One of his most challenging assignments came as one of the art directors on The Man With the Golden Gun (1974). The night before he left for the Thai island Khao Phing Kan, the production designer Peter Murton told him to be prepared to stay for some time.

“I came home seven months later,” he told Matthew Field and Ajay Chowdhury for their Bond encyclopedia Some Kind of Hero (2015). “It was a place that was undeveloped at the time. Believe me, the Bonds have always been first in these places. I was the one who ran everything. Telephones didn’t work. Telexes took three days, and a letter – God knows where it went.”

Peter also taught the actor Christopher Lee to assemble the golden gun brandished by his character, the villain Scaramanga, and comprised of everyday objects such as cuff-links, a lighter and a fountain pen. Lamont commissioned the prop from the London jeweller J Rose when the one supplied by Colibri, the credited jeweller, proved unusable.

After the soaring costs of Moonraker (1979), the series went back to basics with For Your Eyes Only, for which Peter stepped into Ken Adam’s shoes. John Glen, the film’s director, said: “He was reaching a stage in his career where we were either going to promote him to production designer or he was going to leave the fold and do his own films for someone else because he was that good you couldn’t ignore him anymore.”
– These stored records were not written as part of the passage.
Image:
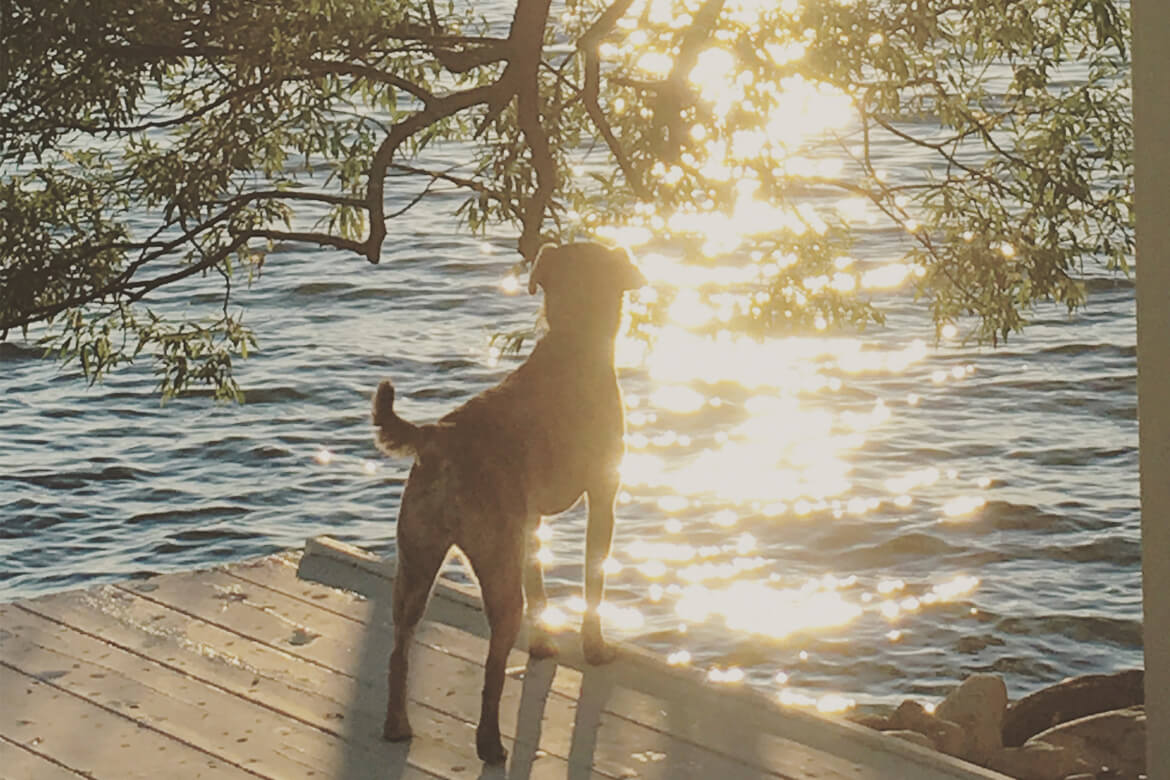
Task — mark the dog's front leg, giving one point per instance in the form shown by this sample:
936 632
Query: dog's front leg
598 543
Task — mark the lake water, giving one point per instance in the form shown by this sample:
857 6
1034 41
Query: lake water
847 519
Peter Lamont produced impressive sets resourcefully; the ceremonial barge in Octopussy (1983), for instance, was constructed from a pair of abandoned boats which he found on the banks of Lake Pichola in Udaipur city in India. He also came to the rescue in 1984 when the 007 stage at Pinewood burned down following an accident on the set of Ridley Scott’s fantasy adventure Legend. Within 12 weeks, Lamont had overseen the reconstruction of what was now renamed the Albert R Broccoli 007 Stage, and had parcelled out sections of the latest Bond production, A View to a Kill (also 1985), to other stages.
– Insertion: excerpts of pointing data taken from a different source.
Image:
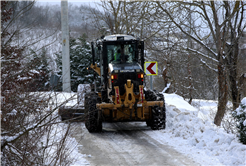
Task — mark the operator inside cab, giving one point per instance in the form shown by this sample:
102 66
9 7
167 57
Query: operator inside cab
117 53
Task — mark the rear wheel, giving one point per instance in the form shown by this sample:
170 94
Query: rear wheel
93 121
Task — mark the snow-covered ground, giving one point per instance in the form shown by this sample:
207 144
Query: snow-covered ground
190 130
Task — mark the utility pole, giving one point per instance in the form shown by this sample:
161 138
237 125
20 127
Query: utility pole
65 47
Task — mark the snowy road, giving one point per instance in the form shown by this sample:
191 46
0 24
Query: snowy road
126 144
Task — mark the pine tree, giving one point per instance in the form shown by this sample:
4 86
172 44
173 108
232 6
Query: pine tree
80 60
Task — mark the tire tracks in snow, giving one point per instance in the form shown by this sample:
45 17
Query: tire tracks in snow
126 144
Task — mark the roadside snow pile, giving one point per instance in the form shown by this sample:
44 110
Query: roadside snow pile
183 121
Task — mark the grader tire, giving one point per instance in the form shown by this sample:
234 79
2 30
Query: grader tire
157 119
93 121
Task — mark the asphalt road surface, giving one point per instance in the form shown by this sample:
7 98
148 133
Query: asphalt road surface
126 144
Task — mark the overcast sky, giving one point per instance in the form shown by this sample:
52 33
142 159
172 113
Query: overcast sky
74 2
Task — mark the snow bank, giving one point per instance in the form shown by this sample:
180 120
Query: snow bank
184 124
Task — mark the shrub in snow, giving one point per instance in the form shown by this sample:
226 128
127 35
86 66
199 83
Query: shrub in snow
240 115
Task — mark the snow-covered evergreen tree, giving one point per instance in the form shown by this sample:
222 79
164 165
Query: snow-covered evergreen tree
80 60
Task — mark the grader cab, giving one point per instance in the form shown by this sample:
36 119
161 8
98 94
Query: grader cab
121 95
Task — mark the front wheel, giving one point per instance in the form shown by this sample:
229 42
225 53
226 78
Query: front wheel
93 120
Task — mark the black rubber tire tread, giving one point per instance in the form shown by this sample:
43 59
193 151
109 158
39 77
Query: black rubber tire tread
158 119
149 96
93 121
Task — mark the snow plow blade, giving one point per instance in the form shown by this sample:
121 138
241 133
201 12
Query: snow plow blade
74 113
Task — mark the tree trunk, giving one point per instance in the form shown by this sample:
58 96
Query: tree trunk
233 76
223 95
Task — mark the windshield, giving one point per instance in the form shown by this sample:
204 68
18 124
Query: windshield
115 53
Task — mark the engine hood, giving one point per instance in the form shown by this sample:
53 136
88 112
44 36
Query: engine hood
125 67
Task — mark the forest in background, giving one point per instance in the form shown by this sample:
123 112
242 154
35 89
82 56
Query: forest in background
199 46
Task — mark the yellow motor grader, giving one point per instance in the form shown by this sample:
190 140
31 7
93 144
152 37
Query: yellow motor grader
122 95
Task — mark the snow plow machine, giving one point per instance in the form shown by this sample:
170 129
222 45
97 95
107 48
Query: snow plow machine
121 96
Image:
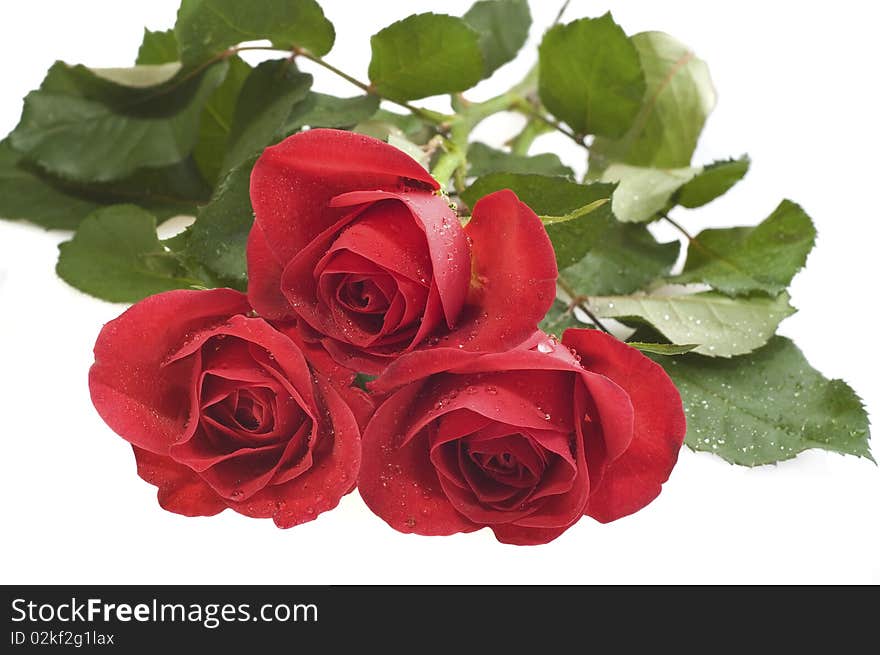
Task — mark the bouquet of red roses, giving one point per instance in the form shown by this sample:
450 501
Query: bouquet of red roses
368 299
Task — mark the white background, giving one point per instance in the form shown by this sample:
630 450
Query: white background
797 91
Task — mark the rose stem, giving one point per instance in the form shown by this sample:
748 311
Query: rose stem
580 301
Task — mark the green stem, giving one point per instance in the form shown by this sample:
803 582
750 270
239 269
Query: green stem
580 301
448 163
453 163
425 114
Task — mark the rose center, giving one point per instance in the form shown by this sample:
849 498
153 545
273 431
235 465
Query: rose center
363 295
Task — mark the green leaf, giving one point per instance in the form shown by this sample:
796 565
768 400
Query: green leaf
158 48
425 55
263 107
556 197
559 318
723 326
622 258
321 110
87 128
643 193
205 28
218 239
503 26
767 406
483 160
27 193
116 255
217 120
741 260
662 348
679 98
590 76
715 180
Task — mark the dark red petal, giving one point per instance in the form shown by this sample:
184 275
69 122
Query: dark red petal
398 482
181 490
424 362
143 401
511 533
292 182
513 278
337 460
264 279
634 479
447 243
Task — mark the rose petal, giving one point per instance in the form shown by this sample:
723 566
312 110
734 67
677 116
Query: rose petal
336 461
634 479
292 182
398 482
181 490
144 402
447 242
513 278
264 279
518 535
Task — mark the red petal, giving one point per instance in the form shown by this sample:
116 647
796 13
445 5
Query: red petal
336 463
264 278
146 403
513 278
181 490
634 479
398 482
292 182
518 535
447 243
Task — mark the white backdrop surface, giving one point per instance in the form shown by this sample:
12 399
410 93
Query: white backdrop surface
797 91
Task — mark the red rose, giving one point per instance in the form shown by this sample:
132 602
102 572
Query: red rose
222 409
525 441
353 240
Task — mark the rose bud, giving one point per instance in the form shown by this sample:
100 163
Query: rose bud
525 441
222 409
353 240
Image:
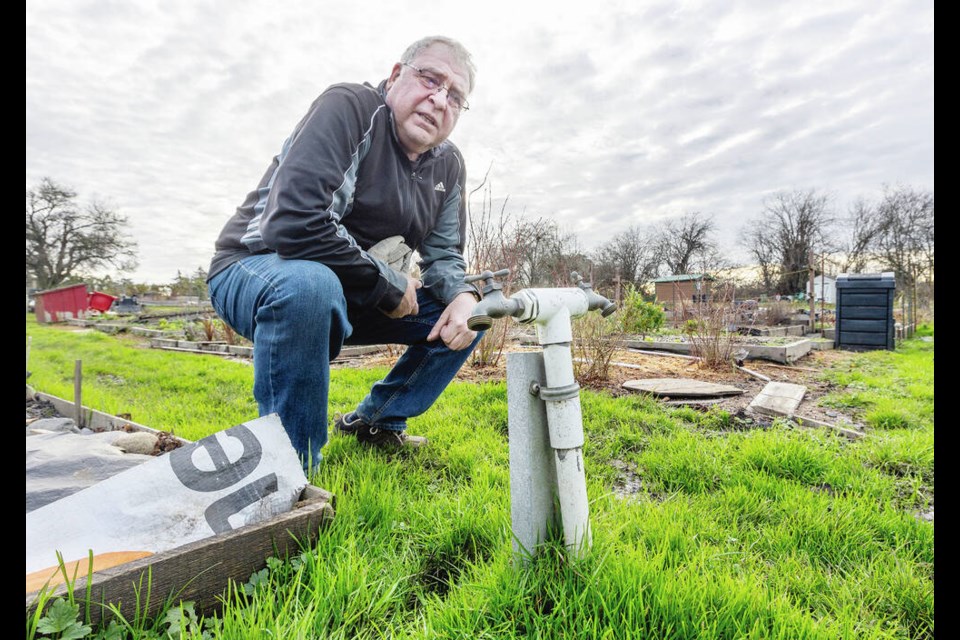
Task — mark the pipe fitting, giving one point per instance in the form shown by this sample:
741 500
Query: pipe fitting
494 305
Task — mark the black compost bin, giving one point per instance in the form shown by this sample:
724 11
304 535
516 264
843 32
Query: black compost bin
865 311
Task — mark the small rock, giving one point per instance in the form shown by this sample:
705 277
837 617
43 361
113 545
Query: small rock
137 442
55 425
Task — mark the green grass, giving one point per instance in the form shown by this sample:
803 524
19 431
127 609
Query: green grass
735 533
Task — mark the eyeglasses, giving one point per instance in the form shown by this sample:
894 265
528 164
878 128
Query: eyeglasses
431 81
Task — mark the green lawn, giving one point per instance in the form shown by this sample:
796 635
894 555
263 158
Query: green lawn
768 533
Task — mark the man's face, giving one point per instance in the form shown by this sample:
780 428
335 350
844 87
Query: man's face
422 117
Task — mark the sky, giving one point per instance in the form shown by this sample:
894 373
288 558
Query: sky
600 115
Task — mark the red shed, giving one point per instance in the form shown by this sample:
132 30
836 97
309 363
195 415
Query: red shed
62 304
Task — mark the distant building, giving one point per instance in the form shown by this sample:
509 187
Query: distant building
676 292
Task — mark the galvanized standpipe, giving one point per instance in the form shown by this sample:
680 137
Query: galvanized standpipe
533 483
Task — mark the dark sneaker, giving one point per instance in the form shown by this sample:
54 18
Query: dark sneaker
347 424
387 438
350 424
To avoid the bureaucratic complications of filming a tank chase in St Petersburg for GoldenEye (1995), he proposed building sections of the city at Leavesden studios.
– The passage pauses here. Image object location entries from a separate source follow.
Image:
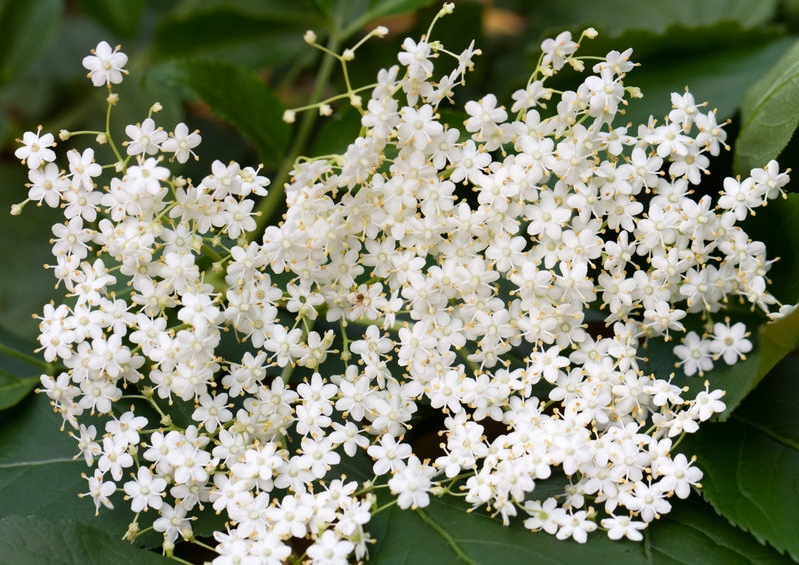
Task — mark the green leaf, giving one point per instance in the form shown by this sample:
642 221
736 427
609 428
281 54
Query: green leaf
770 114
359 12
236 95
250 35
615 16
25 30
40 476
385 8
121 17
445 532
62 541
751 463
14 389
773 408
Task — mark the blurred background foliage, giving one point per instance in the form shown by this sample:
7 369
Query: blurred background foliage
231 67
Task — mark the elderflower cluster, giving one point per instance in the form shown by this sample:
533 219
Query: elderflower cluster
431 267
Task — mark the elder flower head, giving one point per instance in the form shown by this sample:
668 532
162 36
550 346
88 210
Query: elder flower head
454 267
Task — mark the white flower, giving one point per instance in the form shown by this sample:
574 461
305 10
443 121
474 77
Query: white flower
100 490
36 149
105 65
412 484
145 138
729 342
145 491
329 549
181 142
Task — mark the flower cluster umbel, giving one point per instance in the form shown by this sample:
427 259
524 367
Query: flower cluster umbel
427 268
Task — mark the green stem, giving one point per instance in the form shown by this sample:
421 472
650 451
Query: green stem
451 541
269 206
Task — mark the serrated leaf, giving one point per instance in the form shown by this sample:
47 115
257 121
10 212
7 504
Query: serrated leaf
14 389
773 407
25 30
770 114
236 95
40 476
750 478
445 532
61 541
617 15
121 17
253 36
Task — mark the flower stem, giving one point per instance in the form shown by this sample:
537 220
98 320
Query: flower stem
269 206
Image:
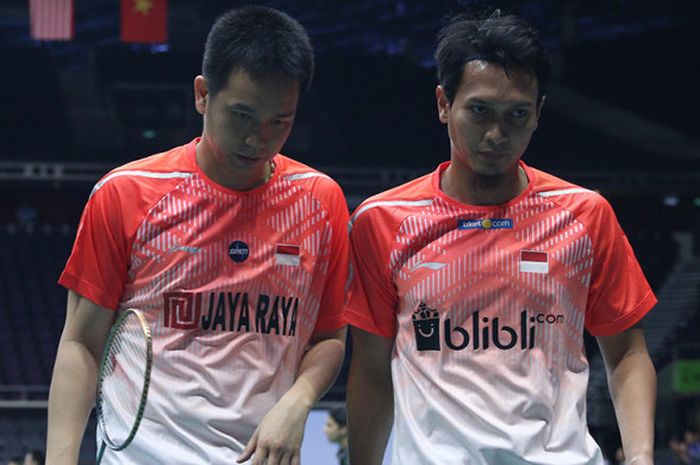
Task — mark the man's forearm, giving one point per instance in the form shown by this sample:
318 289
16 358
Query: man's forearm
71 399
633 389
318 370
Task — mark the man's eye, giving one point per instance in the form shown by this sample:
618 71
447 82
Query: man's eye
241 115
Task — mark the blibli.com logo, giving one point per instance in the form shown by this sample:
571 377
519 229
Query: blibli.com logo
484 333
486 223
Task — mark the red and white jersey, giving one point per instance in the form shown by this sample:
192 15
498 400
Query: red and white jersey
232 283
487 305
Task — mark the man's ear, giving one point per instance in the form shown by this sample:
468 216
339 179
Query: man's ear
443 104
201 94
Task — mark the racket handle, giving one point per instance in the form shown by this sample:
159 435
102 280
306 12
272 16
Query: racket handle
102 451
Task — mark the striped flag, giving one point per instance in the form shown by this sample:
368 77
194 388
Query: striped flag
532 261
287 254
51 19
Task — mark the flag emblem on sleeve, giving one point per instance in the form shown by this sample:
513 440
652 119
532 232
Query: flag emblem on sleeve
287 254
532 261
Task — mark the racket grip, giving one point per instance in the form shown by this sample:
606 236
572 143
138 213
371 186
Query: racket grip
102 451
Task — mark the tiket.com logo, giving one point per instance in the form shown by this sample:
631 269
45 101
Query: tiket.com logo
484 333
485 223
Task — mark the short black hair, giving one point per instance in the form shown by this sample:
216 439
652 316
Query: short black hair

I can say that this outside set at Leavesden was terrific. My family and I visited there after filming had been done. The reason for the visit was that the family owned company we have, hired some very large storage tanks to Eon Productions for Goldeneye and these were to complete the set of a Russian Nerve Gas Plant. We asked to be able to visit and were allowed to literally wander around the very large site – now the Harry Potter experience.

There we saw and walked up the St Peterberg street set that days or weeks before, action had taken place with James Bond driving a rampaging tank around the city – actually this set.

There were numerous Lada cars littered around the set and near area I remember.

Also there was a very large outdoor model of the large parabolic dish thet was the scene of the fight to a finish between James Bond and the villain played by Sean Bean

Judi Dench, cast in that film for the first time as the intelligence chief M, singled out for praise “the flat Peter Lamont designed … this gorgeous apartment in Canary Wharf”. On Casino Royale, he designed over 40 sets, from the casino’s salon privé to the building site where the film’s spectacular pursuit was staged.

Before the Bond films, art-directing credits included Sleuth (1972), starring Laurence Olivier and Michael Caine, and the Nazi-hunting thriller The Boys from Brazil (1978), also with Olivier.

As production designer, he worked on the wartime spoof Top Secret! (1984) as well as continuing his collaboration with James Cameron on the action comedy True Lies (1994) another big one very much in the Bond style.

It was Bond, though, which dominated his life, as reflected in the title he chose for his 2016 autobiography, The Man With the Golden Eye: Designing the James Bond Films. In it, he revealed that he had not intended Casino Royale to be his swansong.

In 1952 he married Ann Aldridge; she predeceased him. Peter Lamont is survived by their daughter, Madeline, and son, Neil, an art director and production designer who worked with his father on several films including GoldenEye and Titanic.